Segera Menikahkan Anak

Banyumili Travel
Minggu, 24 Maret 2024


Tidak segera menikahkan anak-anaknya padahal mereka sangat membutuhkan dan punya kemampuan adalah tindakan orang tua yang kurang terpuji. Sebagian orang tua (ayah) ada yang tidak mau menyegerakan untuk menikahkan anak-anaknya, padahal mereka amat berkeinginan untuk menikah, sedangkan orang tua mampu untuk menikahkan mereka. Hal ini dapat menyebabkan anak-anak menyeleweng dan menyimpang dari jalan yang lurus, disamping akan tergoda berbagai macam fitnah dan rayuan-rayuan yang merugikan.

Menunda untuk menikahkan anak-anak perempuannya dan ‘membisniskan’ mereka. Sikap semacam ini merupakan kesalahan yang sangat fatal. Sebagian orang tua sengaja memperlambat pernikahan anak-anak perempuannya, terutama bila anak perempuannya itu seorang guru atau seorang pegawai yang karenanya orang tua mendapatkan sebagian dari kebutuhan duniawi. Sebagian orang tua ada juga yang ‘membisniskan’ anak perempuannya dengan cara menunggu laki-laki yang bersedia menikahi anak perempuannya dengan maskawin yang sangat mahal. Perbuatan semacam ini merupakan tindakan kriminal terhadap anak perempuan. Bahkan, laki-laki yang mau meminang anak perempuannya itu sudah berputus asa dan tidak lagi berhasrat. Dengan demikian, orang tua menanggung dosa mereka (anak perempuannya).

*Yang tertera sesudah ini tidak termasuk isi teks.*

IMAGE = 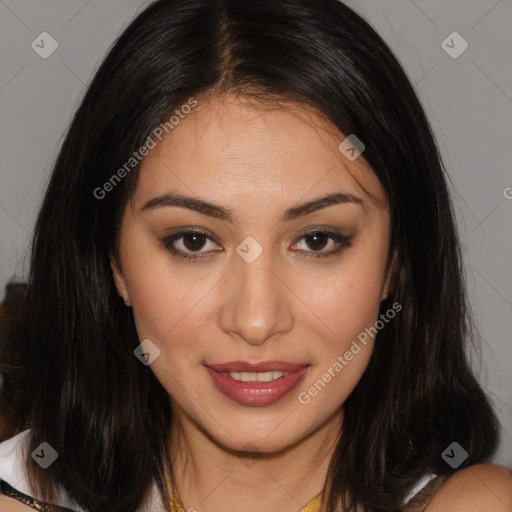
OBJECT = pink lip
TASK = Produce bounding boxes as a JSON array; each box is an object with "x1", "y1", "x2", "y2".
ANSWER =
[
  {"x1": 205, "y1": 361, "x2": 310, "y2": 407},
  {"x1": 205, "y1": 361, "x2": 308, "y2": 372}
]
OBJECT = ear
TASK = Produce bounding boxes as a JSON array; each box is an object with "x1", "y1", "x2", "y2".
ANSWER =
[
  {"x1": 380, "y1": 254, "x2": 398, "y2": 302},
  {"x1": 110, "y1": 253, "x2": 130, "y2": 306}
]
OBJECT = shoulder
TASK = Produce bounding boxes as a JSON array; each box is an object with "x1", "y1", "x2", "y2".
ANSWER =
[
  {"x1": 425, "y1": 464, "x2": 512, "y2": 512},
  {"x1": 0, "y1": 495, "x2": 34, "y2": 512}
]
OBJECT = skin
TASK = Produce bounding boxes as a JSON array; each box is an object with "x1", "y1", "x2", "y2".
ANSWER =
[
  {"x1": 0, "y1": 96, "x2": 512, "y2": 512},
  {"x1": 112, "y1": 96, "x2": 389, "y2": 512},
  {"x1": 111, "y1": 96, "x2": 508, "y2": 512}
]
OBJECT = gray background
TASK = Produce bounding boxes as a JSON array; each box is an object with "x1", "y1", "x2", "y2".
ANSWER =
[{"x1": 0, "y1": 0, "x2": 512, "y2": 467}]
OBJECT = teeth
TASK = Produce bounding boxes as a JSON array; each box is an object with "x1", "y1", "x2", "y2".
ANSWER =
[{"x1": 225, "y1": 371, "x2": 289, "y2": 382}]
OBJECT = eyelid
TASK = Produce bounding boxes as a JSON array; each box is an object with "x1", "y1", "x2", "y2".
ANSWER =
[{"x1": 161, "y1": 226, "x2": 353, "y2": 262}]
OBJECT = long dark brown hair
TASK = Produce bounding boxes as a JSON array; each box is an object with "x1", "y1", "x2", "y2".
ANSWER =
[{"x1": 1, "y1": 0, "x2": 498, "y2": 512}]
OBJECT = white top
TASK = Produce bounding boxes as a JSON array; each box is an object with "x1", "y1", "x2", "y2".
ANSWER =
[
  {"x1": 0, "y1": 429, "x2": 436, "y2": 512},
  {"x1": 0, "y1": 429, "x2": 165, "y2": 512}
]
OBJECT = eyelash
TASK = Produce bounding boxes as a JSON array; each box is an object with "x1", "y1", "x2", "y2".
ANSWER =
[{"x1": 162, "y1": 229, "x2": 352, "y2": 262}]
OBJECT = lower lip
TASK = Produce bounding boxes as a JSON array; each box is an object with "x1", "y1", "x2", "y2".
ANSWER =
[{"x1": 205, "y1": 366, "x2": 309, "y2": 407}]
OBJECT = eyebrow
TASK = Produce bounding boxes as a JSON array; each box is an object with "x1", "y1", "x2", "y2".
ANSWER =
[{"x1": 141, "y1": 192, "x2": 367, "y2": 223}]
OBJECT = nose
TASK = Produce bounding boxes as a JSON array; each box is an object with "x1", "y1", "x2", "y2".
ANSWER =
[{"x1": 219, "y1": 251, "x2": 294, "y2": 346}]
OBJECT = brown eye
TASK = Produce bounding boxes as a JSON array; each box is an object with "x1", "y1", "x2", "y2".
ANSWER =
[
  {"x1": 293, "y1": 230, "x2": 352, "y2": 258},
  {"x1": 162, "y1": 230, "x2": 221, "y2": 260},
  {"x1": 304, "y1": 231, "x2": 330, "y2": 251}
]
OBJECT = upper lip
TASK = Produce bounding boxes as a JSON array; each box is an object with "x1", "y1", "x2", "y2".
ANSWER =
[{"x1": 205, "y1": 361, "x2": 308, "y2": 373}]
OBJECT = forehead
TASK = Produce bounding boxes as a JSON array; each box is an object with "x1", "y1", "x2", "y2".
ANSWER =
[{"x1": 134, "y1": 95, "x2": 386, "y2": 211}]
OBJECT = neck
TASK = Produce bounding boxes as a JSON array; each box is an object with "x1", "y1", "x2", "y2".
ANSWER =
[{"x1": 169, "y1": 408, "x2": 343, "y2": 512}]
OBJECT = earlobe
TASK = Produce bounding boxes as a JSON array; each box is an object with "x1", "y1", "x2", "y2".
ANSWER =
[{"x1": 110, "y1": 254, "x2": 131, "y2": 306}]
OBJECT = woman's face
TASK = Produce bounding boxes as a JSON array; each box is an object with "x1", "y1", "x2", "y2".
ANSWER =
[{"x1": 112, "y1": 96, "x2": 389, "y2": 452}]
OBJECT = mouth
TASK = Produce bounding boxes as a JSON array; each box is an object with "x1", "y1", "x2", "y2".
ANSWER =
[{"x1": 204, "y1": 361, "x2": 310, "y2": 407}]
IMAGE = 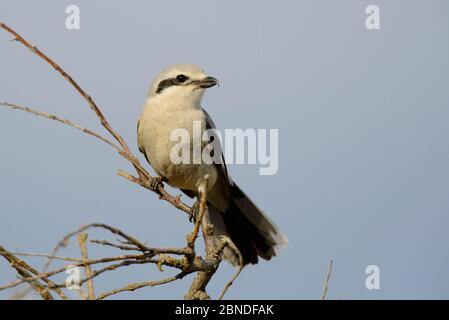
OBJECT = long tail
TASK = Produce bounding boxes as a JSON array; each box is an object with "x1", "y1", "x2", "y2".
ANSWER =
[{"x1": 209, "y1": 184, "x2": 287, "y2": 265}]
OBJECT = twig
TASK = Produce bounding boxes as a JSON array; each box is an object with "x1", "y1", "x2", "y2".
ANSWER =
[
  {"x1": 0, "y1": 246, "x2": 67, "y2": 300},
  {"x1": 97, "y1": 272, "x2": 186, "y2": 300},
  {"x1": 215, "y1": 236, "x2": 244, "y2": 300},
  {"x1": 77, "y1": 233, "x2": 95, "y2": 300},
  {"x1": 0, "y1": 23, "x2": 238, "y2": 299},
  {"x1": 321, "y1": 259, "x2": 334, "y2": 300}
]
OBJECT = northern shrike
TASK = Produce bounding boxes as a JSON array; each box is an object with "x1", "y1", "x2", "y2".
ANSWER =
[{"x1": 137, "y1": 64, "x2": 287, "y2": 265}]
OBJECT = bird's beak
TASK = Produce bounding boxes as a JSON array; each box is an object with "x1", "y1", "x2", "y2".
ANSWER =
[{"x1": 198, "y1": 77, "x2": 219, "y2": 89}]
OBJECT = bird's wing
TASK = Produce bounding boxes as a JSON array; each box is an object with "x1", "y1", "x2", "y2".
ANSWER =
[
  {"x1": 203, "y1": 109, "x2": 232, "y2": 185},
  {"x1": 203, "y1": 109, "x2": 233, "y2": 210}
]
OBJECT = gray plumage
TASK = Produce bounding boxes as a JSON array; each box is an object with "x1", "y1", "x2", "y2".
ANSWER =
[{"x1": 137, "y1": 64, "x2": 287, "y2": 264}]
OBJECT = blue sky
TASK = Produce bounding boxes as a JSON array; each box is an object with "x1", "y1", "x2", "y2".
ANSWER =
[{"x1": 0, "y1": 0, "x2": 449, "y2": 299}]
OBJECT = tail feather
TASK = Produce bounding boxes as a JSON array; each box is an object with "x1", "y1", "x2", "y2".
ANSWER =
[{"x1": 209, "y1": 184, "x2": 287, "y2": 265}]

Pun demikian, bagi orang tua yang mempunyai anak perempuan yang masih kuliah, orang tua dapat menikahkan anak perempuannya tanpa harus menunggu kuliahnya lulus. Pernikahan model ini biasanya dikenal dengan istilah pernikahan dini. Karena, anak perempuan dianggap oleh masyarakat masih bau kencur belum waktunya menikah. Padahal kesiapan menikah secara fiqih paling tidak diukur dengan tiga hal, yang terpenting anak dapat memenuhi syarat-syarat sebagai persiapan sebuah pernikahan.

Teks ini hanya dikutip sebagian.